3 / 14
王国編
03 今後についての家族会議
しおりを挟む
「お母様、私婚約破棄されましたっ!」
「あらあら、大変ね」
家に帰ってお母様に事の経緯を伝えると、なんともふわふわとした回答が返ってきたわ。
うちのお母様はおっとりというか、あんまり動揺しない性格でいつもふわふわしているのだけど、婚約破棄なんて重大事でもこの調子で居られるのは一種の才能だと思うのよね。

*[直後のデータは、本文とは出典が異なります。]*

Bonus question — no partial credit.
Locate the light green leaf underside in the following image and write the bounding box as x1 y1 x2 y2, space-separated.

「だからね、私他国に行って魔導具づくりについて本格的に学びたいと思って」
「アイリスちゃんは昔から魔導具が好きだったものね」
そう、私が昔から趣味にしていた魔導具づくりだけれど、王子妃教育、成長してからは王子妃として課された執務の影響で趣味レベルでしか学んでこれなかった。
まあ、そもそも王国には魔導具づくりどころか一般教養の学園もないから学ぶには家庭教師を雇うしかないのだけど、割とマイナーな学問である魔導具関連にはまともな家庭教師がいないのよね。

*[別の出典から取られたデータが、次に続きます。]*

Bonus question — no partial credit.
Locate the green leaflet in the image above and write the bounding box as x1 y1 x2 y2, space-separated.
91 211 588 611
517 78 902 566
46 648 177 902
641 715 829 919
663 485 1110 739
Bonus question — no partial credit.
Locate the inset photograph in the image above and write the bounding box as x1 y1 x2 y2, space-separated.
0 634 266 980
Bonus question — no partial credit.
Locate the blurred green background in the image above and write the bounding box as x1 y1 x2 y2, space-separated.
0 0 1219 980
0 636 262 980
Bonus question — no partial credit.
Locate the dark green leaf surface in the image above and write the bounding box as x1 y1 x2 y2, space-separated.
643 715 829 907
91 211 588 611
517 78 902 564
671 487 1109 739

「婚約破棄されたから、この国に対しての義務もなくなったし自分のやりたいことしたいな~って」
「良いと思うわ。でも、ジョージの意見も聞きたいわね」
「お父様には郵便用の魔導具で知らせておいたから、すぐにでも帰ってくると思うわ」
「あらあら、じゃあ詳しい話はその後ね」
婚約破棄されたパーティーはお昼過ぎに始まってわりと直ぐにあの滑稽なイベントが始まってしまったから、今は日が落ちる前。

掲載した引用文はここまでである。